There's an overall theme of a right of the (self-selected) intellectual elite to dictate, by whatever means necessary, to the "irrational" intellectual proles.
It's a mirror of the attitude of economic elites who believe that by dint of their wealth, they should be the decision makers for everyone. Sunstein appears convinced he and others like him have a similar entitlement to rule everyone, based presumed superior thinking. Presumed by them, of course.
For example, Sunstein is in favor of government "guiding" people's decision-making processes, to ensure the "right" results. For people's own good. He espouses something he calls "libertarian paternalism," wherein coercion is okay, provided it has an asymmetrical impact on "irrational" behavior. For example, people need "nudging" to invest more in their 401(k)s. (Gee, thanks -- those 401ks are working out so well for everyone, Cass).

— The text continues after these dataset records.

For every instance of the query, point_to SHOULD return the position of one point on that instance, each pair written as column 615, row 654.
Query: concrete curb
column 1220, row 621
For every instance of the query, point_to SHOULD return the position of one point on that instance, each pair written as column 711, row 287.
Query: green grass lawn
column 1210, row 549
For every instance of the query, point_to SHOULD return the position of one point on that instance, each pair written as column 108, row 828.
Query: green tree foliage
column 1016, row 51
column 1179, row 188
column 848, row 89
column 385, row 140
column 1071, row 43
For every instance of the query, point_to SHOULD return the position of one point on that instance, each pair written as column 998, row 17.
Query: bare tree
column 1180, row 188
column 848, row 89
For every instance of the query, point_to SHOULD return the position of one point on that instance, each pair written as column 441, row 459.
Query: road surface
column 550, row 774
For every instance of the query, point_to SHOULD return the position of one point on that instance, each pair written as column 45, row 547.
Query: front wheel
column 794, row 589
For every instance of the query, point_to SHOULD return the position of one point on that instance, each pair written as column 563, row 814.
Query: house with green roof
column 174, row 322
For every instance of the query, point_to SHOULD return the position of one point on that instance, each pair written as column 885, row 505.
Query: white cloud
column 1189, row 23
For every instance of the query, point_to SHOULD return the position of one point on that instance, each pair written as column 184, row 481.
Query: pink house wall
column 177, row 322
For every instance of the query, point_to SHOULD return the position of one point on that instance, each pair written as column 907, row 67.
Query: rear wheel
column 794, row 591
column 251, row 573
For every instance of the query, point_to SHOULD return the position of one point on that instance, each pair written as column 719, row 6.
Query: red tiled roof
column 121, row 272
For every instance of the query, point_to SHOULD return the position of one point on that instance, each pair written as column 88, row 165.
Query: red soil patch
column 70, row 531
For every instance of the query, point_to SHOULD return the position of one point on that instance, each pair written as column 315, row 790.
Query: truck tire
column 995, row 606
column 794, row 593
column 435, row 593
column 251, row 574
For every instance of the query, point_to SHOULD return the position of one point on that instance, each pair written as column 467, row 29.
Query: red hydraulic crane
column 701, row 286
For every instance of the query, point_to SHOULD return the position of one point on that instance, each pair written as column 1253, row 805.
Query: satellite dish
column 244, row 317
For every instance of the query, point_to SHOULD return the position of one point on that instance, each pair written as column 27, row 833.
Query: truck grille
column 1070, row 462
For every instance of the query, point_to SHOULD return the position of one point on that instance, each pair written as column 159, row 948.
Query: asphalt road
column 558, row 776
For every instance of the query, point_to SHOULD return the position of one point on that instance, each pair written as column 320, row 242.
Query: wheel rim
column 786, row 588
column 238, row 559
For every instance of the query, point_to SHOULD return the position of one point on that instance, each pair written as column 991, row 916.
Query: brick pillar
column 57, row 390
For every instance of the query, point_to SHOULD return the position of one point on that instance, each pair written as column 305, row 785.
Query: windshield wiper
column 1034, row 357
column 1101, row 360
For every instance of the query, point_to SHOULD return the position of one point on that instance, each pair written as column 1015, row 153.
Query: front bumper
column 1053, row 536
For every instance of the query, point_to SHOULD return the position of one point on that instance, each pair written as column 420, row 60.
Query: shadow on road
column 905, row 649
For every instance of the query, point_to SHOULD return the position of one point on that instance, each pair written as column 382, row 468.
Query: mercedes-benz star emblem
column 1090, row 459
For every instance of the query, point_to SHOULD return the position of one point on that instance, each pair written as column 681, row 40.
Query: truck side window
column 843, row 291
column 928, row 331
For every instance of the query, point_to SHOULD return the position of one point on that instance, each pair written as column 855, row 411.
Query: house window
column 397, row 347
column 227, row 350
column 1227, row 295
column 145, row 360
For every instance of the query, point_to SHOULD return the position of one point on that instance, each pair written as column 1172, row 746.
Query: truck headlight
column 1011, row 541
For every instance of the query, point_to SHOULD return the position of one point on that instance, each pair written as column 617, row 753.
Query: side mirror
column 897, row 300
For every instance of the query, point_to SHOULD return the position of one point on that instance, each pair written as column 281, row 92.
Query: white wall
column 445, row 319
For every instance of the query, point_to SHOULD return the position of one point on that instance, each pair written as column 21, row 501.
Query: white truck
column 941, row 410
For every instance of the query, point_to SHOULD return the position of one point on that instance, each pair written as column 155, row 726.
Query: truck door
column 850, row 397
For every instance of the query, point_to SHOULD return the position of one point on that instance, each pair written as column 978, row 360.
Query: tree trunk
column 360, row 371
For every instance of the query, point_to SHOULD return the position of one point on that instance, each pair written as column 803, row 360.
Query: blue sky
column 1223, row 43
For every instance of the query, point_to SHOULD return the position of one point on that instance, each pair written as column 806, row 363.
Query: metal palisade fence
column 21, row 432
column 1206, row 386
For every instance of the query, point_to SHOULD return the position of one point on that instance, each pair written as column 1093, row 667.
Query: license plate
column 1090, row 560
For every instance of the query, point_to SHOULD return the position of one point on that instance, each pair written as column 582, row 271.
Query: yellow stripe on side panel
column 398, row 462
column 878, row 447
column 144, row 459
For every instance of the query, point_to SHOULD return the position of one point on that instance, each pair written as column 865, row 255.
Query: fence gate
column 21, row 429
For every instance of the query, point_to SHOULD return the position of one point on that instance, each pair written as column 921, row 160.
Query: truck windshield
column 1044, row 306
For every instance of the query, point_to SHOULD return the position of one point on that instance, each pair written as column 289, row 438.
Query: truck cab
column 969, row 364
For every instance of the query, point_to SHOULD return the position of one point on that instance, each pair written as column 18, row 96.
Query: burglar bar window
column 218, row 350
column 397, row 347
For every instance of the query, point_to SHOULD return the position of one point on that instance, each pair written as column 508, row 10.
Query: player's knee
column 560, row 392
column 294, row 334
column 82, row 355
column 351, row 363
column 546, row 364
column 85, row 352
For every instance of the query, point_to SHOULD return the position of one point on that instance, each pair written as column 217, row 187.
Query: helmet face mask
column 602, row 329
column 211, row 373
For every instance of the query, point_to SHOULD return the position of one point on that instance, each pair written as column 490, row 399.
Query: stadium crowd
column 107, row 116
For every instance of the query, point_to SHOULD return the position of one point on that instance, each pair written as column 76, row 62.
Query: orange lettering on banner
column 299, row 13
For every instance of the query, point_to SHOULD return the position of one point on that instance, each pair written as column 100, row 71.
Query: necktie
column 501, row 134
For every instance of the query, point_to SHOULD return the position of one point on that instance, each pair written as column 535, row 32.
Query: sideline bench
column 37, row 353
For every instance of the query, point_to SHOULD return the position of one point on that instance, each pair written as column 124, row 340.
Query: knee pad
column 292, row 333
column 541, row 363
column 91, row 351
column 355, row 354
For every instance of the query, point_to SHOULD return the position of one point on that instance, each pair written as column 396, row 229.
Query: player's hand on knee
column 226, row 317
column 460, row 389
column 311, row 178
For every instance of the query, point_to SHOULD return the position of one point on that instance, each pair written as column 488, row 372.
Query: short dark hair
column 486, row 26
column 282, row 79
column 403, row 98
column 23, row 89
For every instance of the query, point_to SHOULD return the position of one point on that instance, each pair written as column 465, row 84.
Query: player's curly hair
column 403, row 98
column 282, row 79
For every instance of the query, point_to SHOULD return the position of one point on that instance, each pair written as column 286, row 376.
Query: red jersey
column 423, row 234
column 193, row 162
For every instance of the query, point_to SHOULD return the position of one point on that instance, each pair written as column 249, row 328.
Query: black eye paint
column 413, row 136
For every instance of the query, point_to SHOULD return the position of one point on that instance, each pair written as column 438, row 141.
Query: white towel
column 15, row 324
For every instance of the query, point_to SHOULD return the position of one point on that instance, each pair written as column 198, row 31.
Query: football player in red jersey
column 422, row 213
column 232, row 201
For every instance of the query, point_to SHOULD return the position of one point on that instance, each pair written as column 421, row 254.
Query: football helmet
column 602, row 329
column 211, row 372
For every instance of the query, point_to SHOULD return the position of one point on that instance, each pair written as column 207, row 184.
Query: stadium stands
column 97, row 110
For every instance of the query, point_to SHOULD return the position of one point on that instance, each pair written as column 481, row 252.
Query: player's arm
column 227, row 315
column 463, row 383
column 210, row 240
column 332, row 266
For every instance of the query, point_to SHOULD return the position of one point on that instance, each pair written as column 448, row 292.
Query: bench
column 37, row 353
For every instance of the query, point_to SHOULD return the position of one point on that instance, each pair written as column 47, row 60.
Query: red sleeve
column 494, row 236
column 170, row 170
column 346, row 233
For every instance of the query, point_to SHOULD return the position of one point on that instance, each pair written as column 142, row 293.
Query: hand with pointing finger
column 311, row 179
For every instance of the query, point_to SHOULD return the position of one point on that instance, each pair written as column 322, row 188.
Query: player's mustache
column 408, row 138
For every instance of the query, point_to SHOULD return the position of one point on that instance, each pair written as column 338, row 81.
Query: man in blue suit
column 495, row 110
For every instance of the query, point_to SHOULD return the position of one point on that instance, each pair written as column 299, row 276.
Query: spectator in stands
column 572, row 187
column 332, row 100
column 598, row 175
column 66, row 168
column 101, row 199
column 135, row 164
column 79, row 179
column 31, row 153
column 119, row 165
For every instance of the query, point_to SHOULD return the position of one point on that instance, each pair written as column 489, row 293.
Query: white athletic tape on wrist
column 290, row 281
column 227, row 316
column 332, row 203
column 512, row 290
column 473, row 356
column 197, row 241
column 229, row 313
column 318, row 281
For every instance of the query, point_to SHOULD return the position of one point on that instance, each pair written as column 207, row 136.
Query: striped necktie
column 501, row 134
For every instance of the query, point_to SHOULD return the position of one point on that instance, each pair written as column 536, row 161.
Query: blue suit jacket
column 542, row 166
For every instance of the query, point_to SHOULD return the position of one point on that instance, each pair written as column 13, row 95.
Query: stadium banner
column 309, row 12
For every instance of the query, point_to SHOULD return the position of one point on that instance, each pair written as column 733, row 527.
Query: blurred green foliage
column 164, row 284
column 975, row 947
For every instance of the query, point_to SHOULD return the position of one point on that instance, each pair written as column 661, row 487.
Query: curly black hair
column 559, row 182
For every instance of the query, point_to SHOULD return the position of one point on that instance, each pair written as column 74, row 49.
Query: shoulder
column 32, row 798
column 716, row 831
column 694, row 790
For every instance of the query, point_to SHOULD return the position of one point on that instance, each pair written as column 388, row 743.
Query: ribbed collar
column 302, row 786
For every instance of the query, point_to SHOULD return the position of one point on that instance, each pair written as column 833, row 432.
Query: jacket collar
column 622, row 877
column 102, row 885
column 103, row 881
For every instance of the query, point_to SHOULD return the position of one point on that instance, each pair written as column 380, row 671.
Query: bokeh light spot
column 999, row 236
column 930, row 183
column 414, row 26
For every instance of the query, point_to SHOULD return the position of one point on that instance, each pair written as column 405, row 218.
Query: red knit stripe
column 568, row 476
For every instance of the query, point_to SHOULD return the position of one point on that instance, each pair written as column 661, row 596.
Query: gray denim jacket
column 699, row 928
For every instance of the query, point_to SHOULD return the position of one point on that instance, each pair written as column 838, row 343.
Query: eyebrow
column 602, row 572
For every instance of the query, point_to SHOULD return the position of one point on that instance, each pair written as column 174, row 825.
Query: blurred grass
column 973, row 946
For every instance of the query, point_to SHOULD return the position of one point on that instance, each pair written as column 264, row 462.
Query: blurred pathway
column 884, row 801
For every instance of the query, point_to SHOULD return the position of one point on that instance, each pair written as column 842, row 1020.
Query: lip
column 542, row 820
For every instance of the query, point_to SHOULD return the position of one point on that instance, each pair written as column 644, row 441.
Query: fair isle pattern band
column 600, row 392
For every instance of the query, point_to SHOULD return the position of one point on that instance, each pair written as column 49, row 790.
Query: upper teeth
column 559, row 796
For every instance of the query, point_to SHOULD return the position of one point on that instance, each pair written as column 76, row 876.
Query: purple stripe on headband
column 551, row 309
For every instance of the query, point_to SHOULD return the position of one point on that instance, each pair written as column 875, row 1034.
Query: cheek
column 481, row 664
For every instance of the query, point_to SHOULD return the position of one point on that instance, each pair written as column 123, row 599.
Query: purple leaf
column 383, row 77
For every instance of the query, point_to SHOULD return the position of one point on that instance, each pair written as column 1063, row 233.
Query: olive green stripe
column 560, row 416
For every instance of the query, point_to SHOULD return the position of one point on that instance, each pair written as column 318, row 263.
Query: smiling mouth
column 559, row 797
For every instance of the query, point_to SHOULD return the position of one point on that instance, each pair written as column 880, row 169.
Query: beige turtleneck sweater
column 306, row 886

He's going to help people learn to help themselves.
I see where he gets from there to secret infiltratration by government agents into public discussion to attempt to discredit "conspiracy theories." It's okay to lie, he suggests, if you're doing it to undermine other things you believe to be more destructive lies.
The immediate problem, of course, is that "conspiracy theory" is really a completely subjective perjorative term applicable to anything deemed destructively wrong-headed. By him, or by government, which he also incidentally thinks should be guided by the President's specific desires, and not particular bound by, say, the law or the federal courts.
The fact that such infiltration is dishonest and in bad faith in terms of people misrepresenting their actual motives is all okay, apparently for people smugly assured their view is the only correct one. A convenient conceit with something like, say, government intrusion into privacy. Why engage with the "little people" as to their objections, when you can simply manipulate the public discourse? After all, government KNOWS its policies are correct.
Again, a sort of leftward facing mirror of Bush / Cheney. Same elitist entitlement to power; slightly different justification. Of course, they all go to the same schools and play squash at the same clubs. Sunstein is an accomplished squash player.
Bottom line: He's a shitty intellectual with a God complex. F*ck this guy.